Érasistrate, un peu plus jeune qu’Hérophile, fut élève de celui-ci à Alexandrie avant de professer à Antioche, puis à Samos. Plus systématique que son illustre maître, il adapta les faits à ses théories et redonna aux artères le soin de distribuer dans tout le corps le « souffle vital ». Il vit toutefois les valvules cardiaques, qu’il nomma, et se montra plus doué dans l’étude des fonctions que dans celle des structures, au point qu’on peut le considérer comme le « père de la physiologie ».

En 30 de notre ère, un Romain, Aulus Cornelius Celsus, compila ses prédécesseurs et donna en latin des descriptions anatomiques qui, si elles n’étaient pas originales, n’en eurent pas moins un grand intérêt pour la nomenclature. C’est là qu’on trouve en effet des termes encore en usage aujourd’hui, comme abdomen, anus, cartilage, humérus, occiput, radius, scrotum, utérus, tibia.

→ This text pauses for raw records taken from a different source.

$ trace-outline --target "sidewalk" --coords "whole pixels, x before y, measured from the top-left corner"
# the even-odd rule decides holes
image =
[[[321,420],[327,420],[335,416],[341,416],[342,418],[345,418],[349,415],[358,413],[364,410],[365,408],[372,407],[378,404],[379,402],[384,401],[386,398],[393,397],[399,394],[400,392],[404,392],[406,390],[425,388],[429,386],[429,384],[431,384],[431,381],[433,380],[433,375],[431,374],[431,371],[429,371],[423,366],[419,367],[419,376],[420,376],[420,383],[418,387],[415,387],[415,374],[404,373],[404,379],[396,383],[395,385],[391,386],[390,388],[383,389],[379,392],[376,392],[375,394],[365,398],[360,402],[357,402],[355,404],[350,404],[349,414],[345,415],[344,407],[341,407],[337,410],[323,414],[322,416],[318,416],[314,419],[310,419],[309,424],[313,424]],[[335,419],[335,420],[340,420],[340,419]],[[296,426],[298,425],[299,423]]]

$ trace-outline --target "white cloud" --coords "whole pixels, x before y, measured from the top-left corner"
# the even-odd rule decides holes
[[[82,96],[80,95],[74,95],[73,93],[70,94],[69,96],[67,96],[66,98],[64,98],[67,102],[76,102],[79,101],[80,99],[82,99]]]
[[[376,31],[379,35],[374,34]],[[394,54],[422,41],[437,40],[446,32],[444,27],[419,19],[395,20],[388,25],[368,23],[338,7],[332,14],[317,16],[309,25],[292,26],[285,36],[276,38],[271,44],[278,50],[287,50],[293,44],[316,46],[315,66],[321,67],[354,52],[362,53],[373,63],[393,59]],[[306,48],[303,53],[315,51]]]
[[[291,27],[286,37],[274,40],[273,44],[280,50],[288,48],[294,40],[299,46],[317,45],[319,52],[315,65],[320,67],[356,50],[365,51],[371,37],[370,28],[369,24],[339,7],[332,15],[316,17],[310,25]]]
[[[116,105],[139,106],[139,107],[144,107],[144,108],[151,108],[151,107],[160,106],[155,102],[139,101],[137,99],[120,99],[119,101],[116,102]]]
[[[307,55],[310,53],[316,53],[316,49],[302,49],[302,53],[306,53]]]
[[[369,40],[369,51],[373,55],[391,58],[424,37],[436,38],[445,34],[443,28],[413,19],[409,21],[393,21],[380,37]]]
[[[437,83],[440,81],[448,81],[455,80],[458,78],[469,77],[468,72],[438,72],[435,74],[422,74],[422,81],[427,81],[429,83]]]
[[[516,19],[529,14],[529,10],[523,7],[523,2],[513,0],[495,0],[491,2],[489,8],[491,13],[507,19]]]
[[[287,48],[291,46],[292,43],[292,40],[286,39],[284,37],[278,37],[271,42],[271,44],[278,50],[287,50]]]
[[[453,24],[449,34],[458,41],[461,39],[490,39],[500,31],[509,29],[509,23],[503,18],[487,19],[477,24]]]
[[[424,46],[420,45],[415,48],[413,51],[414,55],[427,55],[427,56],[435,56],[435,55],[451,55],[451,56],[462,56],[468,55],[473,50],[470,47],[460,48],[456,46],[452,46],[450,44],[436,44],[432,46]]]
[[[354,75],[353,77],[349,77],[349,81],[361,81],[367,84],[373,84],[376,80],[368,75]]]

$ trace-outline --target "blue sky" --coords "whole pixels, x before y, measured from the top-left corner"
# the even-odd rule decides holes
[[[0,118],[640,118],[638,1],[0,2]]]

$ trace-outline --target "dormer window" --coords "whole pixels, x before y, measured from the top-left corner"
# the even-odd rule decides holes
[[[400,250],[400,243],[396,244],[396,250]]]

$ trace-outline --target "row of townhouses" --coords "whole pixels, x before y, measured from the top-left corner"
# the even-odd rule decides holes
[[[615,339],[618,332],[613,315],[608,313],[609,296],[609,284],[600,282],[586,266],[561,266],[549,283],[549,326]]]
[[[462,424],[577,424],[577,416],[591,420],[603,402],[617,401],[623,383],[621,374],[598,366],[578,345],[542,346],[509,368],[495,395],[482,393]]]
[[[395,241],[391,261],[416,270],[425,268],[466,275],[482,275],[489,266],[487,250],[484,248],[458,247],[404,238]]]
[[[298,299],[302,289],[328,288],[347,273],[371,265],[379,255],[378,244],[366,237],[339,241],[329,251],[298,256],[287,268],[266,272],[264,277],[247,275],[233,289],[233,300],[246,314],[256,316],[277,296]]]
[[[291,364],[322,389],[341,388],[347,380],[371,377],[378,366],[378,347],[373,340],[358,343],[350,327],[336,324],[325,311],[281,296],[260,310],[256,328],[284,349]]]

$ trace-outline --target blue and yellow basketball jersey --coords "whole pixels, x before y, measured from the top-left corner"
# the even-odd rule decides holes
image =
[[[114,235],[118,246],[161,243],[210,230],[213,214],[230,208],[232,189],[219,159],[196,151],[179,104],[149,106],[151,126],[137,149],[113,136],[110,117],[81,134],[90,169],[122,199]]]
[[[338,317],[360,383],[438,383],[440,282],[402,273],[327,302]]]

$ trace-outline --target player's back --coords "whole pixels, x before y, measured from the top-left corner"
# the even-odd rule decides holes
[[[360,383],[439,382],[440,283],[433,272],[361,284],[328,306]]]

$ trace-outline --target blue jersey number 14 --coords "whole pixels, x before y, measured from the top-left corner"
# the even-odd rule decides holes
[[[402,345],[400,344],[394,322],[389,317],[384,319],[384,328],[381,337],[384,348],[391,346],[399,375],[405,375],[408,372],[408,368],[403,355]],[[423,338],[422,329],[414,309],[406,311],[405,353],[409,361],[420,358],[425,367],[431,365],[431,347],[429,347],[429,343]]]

L’école d’Alexandrie se maintint fort longtemps, et, au iie siècle de notre ère, Galien (v. 131 - v. 201), Grec de Pergame, y vint apprendre l’anatomie avec Marin, dont les œuvres ont été perdues, mais qui fut célèbre en son temps. Il fut longtemps médecin à Rome, auprès de Marc Aurèle, puis de Commode, et rédigea un très grand nombre d’ouvrages. Devant l’impossibilité, dans la Rome devenue chrétienne, de disséquer des cadavres, il expérimenta sur les animaux les plus proches de l’Homme, et notamment sur le Bœuf, le Porc et le Singe. Très imbu de lui-même, très polémique avec ses contradicteurs, plus soucieux de la perfection de ses théories que de l’exactitude de ses observations, il n’en fut pas moins célèbre en son temps, et son enseignement sera transmis, sans modification, pendant douze siècles. Ses connaissances du squelette et des muscles sont celles de son maître Marin. Ses théories du souffle cosmique, pénétrant le corps avec l’air inspiré, et des trois esprits, naturel (foie), vital (cœur) et animal (système nerveux), qui s’opposent aux découvertes qu’avait faites Hérophile, retarderont de plus d’un millénaire une découverte aussi fondamentale que celle de la circulation du sang, que les Grecs d’Alexandrie avaient soupçonnée, sinon démontrée. Galien se servit d’une nomenclature fort confuse et utilisa fréquemment des nombres. On lui doit toutefois des termes comme anastomose, carotide, épididyme, pancréas, uretère, glotte, péritoine, etc. Un contemporain de Galien, Julius Pollux, rédigea un Onomasticon (ou Lexique), glossaire d’anatomie où de nouveaux termes virent le jour, comme trochanter, atlas, axis, clitoris, amnios, gastrocnémien, etc.